Credit: Sam Chivers
As she listened to her patient speak, laryngologist Yael Bensoussan knew immediately what was wrong with him.
Part of Nature Outlook: Medical diagnostics
The man’s daughter had suggested he see Bensoussan because his voice sounded weak. In Bensoussan’s office at the University of South Florida (USF) in Tampa, she could hear the problem. “I said to him, ‘You have water in your lungs. You have a cardiorespiratory disease.’ And he said, ‘How do you know?’” recounts Bensoussan, who is director of the Voice Center at USF Health. It was because he couldn’t hold a note for more than a few seconds without running out of breath, a sign that his lungs weren’t producing enough air.

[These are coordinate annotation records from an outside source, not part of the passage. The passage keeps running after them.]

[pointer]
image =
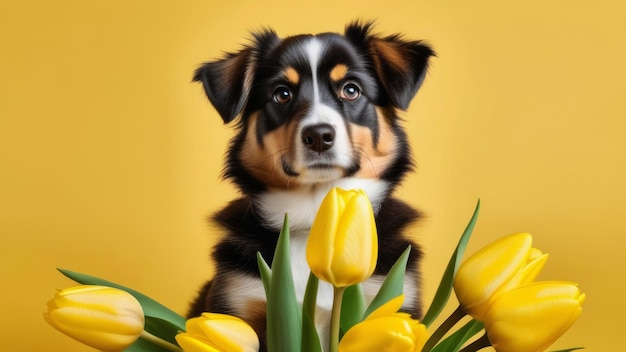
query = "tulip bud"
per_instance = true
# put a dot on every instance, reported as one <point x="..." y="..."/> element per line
<point x="102" y="317"/>
<point x="343" y="243"/>
<point x="532" y="317"/>
<point x="212" y="332"/>
<point x="495" y="269"/>
<point x="386" y="330"/>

She sent him to the emergency department, which found he had a heart condition that had led to pulmonary oedema, resulting in a litre of water in his lungs. Bensoussan says that her training and years of experience make it fairly easy to notice the effects that health issues have on people’s voices even without medical instruments, such as a laryngoscope, but she knows that this is not the case for most people. So she and other researchers are training artificial intelligence (AI) models to listen for signs of various conditions in the sounds that people make.
“Usually when I come in the room, I know what my patient has before putting the scope in,” Bensoussan says. A neurologist can tell who has motor neuron disease (amyotrophic lateral sclerosis) by listening to their voice. But with a boost from AI, she says, non-specialists would have the same ability, and it might even help to identify conditions that she cannot because the signs are too subtle.
Scientists are looking for voice biomarkers for a variety of health conditions, including diabetes and coronary artery disease, as well as menopause. The voice, they think, carries signatures of health and illness, and with the help of now-ubiquitous recording technology and ever-improving AI models, they’re trying to tease out those signatures for screening, earlier diagnosis and remote monitoring of health.
Voice biomarkers could improve telemedicine by providing an easy, non-invasive way to check for various conditions. Individuals could record a snippet of speech on their phones and send it to their physicians for evaluation. Those running clinical trials could increase monitoring of participants without making them travel to a hospital. Physicians might get early warnings of a range of conditions, from Alzheimer’s disease to COVID-19, and request follow-up tests that could lead to swift treatments.
An intricate instrument
Several parts of the body combine to create a person’s voice. The lungs and larynx produce the sounds. The jaw, lips and tongue form speech. The brain controls the language and the content. Physical and mental conditions that affect any of these can create a voice signature that can be detected, often by the untrained ear but sometimes only by computer analysis.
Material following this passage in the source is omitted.